Het vervallen van de driejaarlijkse inspecties bij gemeenten heeft indirect enig gevolg voor marktpartijen die zich met onder meer dergelijke inspecties bezig houden. De gevolgen voor de verdienmogelijkheden van zodanige partijen zijn echter niet aanmerkelijk.
Naar verwachting zullen de uitvoeringslasten enigszins afnemen doordat administratieve verplichtingen ten aanzien van het bijhouden van afzonderlijke registers van brondocumenten, komen te vervallen. Anderzijds brengt de mogelijkheid om de herkomst van een gegeven in de registratie op andere wijze aan te duiden dan met een verwijzing naar het nummer in die registers, enige aanpassing van het daarvoor gebruikte gegevensformaat mee. Met een dergelijke (eenmalige) aanpassing zijn echter geen kosten gemoeid die de kosten van normaal onderhoud van informatiesystemen overstijgen.
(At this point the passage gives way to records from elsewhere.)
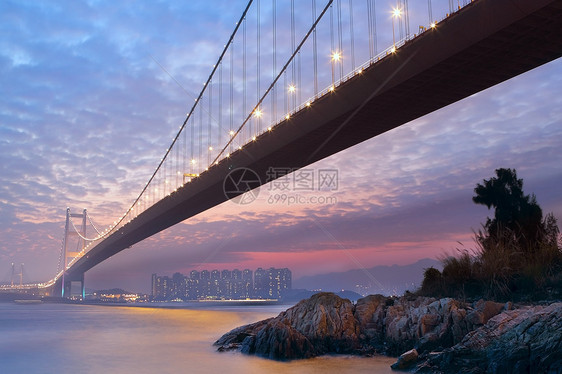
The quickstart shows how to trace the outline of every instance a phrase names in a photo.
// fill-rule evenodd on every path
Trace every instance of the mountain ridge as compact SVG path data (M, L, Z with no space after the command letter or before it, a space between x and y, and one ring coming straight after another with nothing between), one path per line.
M355 291L362 295L402 295L406 290L416 290L429 267L441 270L438 260L423 258L408 265L379 265L369 269L351 269L304 276L293 280L293 288L337 292Z

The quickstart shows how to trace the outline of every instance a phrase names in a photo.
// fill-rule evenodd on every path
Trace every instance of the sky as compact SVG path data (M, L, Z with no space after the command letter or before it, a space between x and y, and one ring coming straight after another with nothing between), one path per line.
M136 198L191 105L184 87L204 81L245 6L211 3L0 3L0 281L12 262L29 281L55 275L66 207L103 227ZM147 292L152 273L192 269L299 278L471 249L491 214L473 189L500 167L562 219L561 158L557 60L307 167L336 170L337 189L266 184L115 255L86 286Z

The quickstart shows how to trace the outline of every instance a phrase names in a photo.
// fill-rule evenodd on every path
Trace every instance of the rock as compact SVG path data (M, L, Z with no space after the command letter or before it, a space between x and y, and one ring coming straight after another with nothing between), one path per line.
M393 367L417 362L418 372L562 372L562 303L513 308L381 295L353 305L319 293L275 318L234 329L215 345L276 360L406 352Z
M443 372L562 372L562 303L507 310L418 365Z
M242 353L290 360L326 353L359 353L354 305L333 293L318 293L277 317L239 327L215 342Z
M390 367L392 370L406 370L413 367L418 361L418 351L411 349L398 357L398 360Z
M354 316L362 332L361 340L368 340L373 345L384 343L384 317L389 300L382 295L369 295L357 300Z
M428 313L420 318L420 336L427 335L427 333L433 331L437 325L441 322L441 317L438 314Z
M242 352L255 353L274 360L317 355L315 347L302 333L277 319L271 320L255 338L243 344Z
M505 309L505 307L506 304L484 300L478 300L474 305L474 309L482 314L482 324L488 322L490 318L498 315Z
M257 332L272 319L273 318L269 318L249 325L237 327L221 336L214 345L219 346L219 350L221 351L240 349L247 337L255 336Z

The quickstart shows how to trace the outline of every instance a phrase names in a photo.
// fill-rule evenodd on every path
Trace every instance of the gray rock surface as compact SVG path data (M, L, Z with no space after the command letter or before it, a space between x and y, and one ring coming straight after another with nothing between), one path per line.
M562 373L562 303L504 311L418 372Z
M418 351L415 349L410 349L404 352L398 357L398 360L392 364L390 367L394 370L406 370L416 365L418 362Z
M242 326L215 342L220 350L239 349L277 360L326 353L358 353L354 305L332 293L302 300L277 317Z
M234 329L215 345L277 360L328 353L398 356L415 349L419 372L483 367L503 373L562 370L561 339L562 303L513 309L484 300L371 295L354 305L319 293L275 318ZM402 361L397 368L415 364Z

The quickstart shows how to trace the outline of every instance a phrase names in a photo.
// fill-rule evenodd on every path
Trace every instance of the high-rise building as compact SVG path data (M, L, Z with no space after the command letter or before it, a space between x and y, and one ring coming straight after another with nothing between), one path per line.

Door het vervallen van de externe inspecties verminderen de gemeentelijke lasten die gepaard gaan met ambtelijke inzet bij die inspecties. De voor die inspecties in de plaats komende voorgestelde periodieke zelfcontrole door gemeenten, met rapportage aan de Minister van Infrastructuur en Milieu, zal zodanig worden ingericht dat de uitvoering ervan geen wezenlijke extra lasten meebrengt ten opzichte van een normale kwaliteitszorg.
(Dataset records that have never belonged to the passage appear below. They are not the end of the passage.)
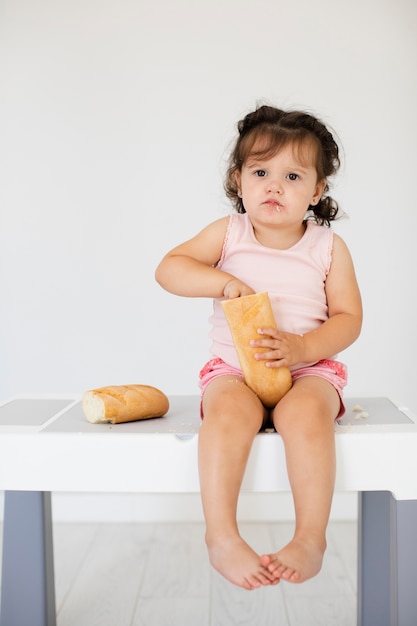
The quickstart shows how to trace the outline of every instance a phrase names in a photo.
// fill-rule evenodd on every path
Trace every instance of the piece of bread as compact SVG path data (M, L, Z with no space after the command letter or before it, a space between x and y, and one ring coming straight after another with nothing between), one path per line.
M246 384L266 407L274 407L291 388L291 372L288 367L266 367L265 361L254 358L255 352L265 352L265 348L250 346L252 339L260 337L258 328L276 328L268 294L224 300L222 307Z
M169 409L169 401L162 391L150 385L113 385L86 391L82 407L92 424L119 424L162 417Z

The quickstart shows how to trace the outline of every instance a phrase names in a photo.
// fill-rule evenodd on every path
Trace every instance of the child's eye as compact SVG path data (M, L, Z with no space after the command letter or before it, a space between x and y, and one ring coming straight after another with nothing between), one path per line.
M290 174L287 174L287 178L288 180L298 180L300 177L298 174L294 174L294 172L291 172Z
M263 178L264 176L266 176L266 172L265 170L255 170L255 175L259 176L259 178Z

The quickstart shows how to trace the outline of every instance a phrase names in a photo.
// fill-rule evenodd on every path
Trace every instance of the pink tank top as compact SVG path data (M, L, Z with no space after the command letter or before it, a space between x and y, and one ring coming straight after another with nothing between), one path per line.
M328 318L326 276L330 269L333 231L308 221L302 238L288 250L261 245L247 213L230 216L219 269L236 276L256 292L267 291L277 327L290 333L314 330ZM211 352L240 368L221 307L213 301ZM334 355L332 358L336 358ZM305 364L298 364L302 367Z

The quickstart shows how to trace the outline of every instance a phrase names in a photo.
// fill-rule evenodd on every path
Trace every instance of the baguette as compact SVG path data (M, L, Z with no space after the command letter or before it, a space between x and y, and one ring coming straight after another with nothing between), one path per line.
M274 407L292 386L291 372L288 367L266 367L265 361L254 359L255 352L265 348L250 346L252 339L259 338L258 328L276 328L268 294L224 300L222 307L246 384L266 407Z
M162 391L149 385L113 385L84 392L82 408L92 424L120 424L162 417L169 401Z

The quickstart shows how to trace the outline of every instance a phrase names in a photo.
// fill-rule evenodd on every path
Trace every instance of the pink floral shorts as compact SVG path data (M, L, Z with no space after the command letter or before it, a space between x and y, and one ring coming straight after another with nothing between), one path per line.
M323 359L318 361L314 365L307 365L306 367L300 367L299 369L291 372L293 381L302 378L303 376L319 376L327 380L336 389L340 397L340 411L339 417L344 415L346 409L343 403L343 388L347 383L347 368L340 361L331 361L330 359ZM242 376L242 370L239 370L231 365L225 363L222 359L216 357L210 359L200 371L199 387L201 389L201 397L203 397L204 391L209 383L218 376Z

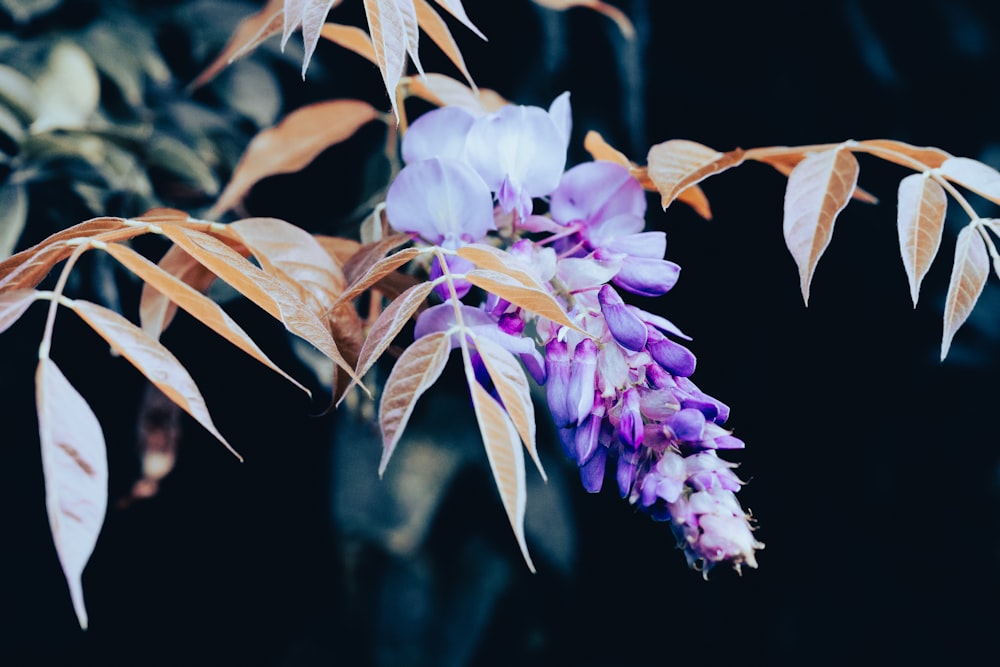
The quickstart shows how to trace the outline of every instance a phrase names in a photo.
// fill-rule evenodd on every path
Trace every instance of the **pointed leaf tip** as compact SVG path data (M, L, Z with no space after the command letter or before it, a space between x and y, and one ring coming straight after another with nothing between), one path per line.
M900 181L897 219L899 250L914 308L920 295L920 283L941 245L947 206L944 188L929 174L911 174Z
M944 305L944 334L941 338L941 361L948 356L955 332L968 319L986 286L990 272L986 242L979 235L979 220L973 220L958 234L955 263L948 283Z

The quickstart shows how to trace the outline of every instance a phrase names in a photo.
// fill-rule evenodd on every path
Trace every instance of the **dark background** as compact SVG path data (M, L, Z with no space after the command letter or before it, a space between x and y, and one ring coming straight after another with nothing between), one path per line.
M490 42L455 34L481 86L541 105L572 91L573 161L586 159L583 133L597 129L638 162L670 138L719 150L893 138L997 165L1000 19L988 3L617 4L639 28L634 47L602 16L578 9L553 21L526 0L468 0ZM357 7L335 12L359 16ZM375 70L326 47L317 53L329 86L320 96L386 106ZM426 52L428 70L453 71ZM629 70L629 58L641 68ZM289 81L292 91L310 85ZM301 176L262 184L249 206L316 231L346 226L329 210L340 206L331 194L354 192L346 155L334 149ZM83 633L44 509L29 390L39 308L4 334L0 662L994 662L996 278L939 362L961 211L950 210L914 309L895 232L895 189L907 172L860 161L861 184L881 203L852 203L841 215L808 309L781 235L784 179L769 167L707 181L710 222L681 205L661 213L650 200L649 224L667 231L668 258L683 267L654 307L694 337L695 381L732 406L729 426L747 442L734 458L749 481L740 497L767 544L758 570L738 577L719 568L704 581L685 567L667 526L611 489L585 494L546 440L555 490L529 491L531 575L474 434L462 436L457 397L449 403L445 390L426 403L398 453L428 453L421 483L450 471L440 497L427 490L440 505L421 523L391 504L408 497L398 491L407 459L378 482L378 444L363 426L340 413L310 417L319 401L181 318L165 341L247 462L185 422L178 468L160 494L109 512L84 577L91 628ZM279 365L309 377L252 307L229 308ZM55 345L105 427L114 503L137 466L142 384L70 317ZM401 544L407 521L424 532Z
Financiële gevolgen van dit wetsvoorstel zijn er vrijwel niet. In verband met het ontbreken van wezenlijke financiële gevolgen is geen financieringsarrangement nodig. Voor zover de wettelijke aanpassingen enige kosten meebrengen, kunnen deze binnen de reguliere budgetten van de betrokken partijen worden opgevangen.
De kosten voor intensivering van de betrokkenheid van het Ministerie van Infrastructuur en Milieu bij de kwaliteitszorg kunnen binnen de programmabudgetten van de begroting van het ministerie worden opgevangen door het wegvallen van de kosten van externe inspecties.
De relatie tussen de basisregistratie en andere (sectorale) wetten heeft in de evaluatie de nodige aandacht gekregen, mede met het oog op verdere realisatie van de baten van eenmalige inwinning en meervoudig gebruik van gegevens. In dat kader is nadere aandacht gevraagd voor afstemming van definities van begrippen, om te bevorderen dat gegevens die in sectorale processen worden gegenereerd, zonder wezenlijke bewerking in de basisregistratie kunnen worden verwerkt en vervolgens, wederom zonder wezenlijke bewerking, in sectorale processen kunnen worden hergebruikt. Dit is een aandachtspunt binnen het gehele stelsel van basisregistraties, dat echter thans niet noopt tot aanpassing van de wet.
De BAG als zodanig vormt, naast topografische registraties, overigens een registratie die een belangrijke rol zal spelen bij het genereren van beleidsinformatie ter uitvoering van de Omgevingswet5.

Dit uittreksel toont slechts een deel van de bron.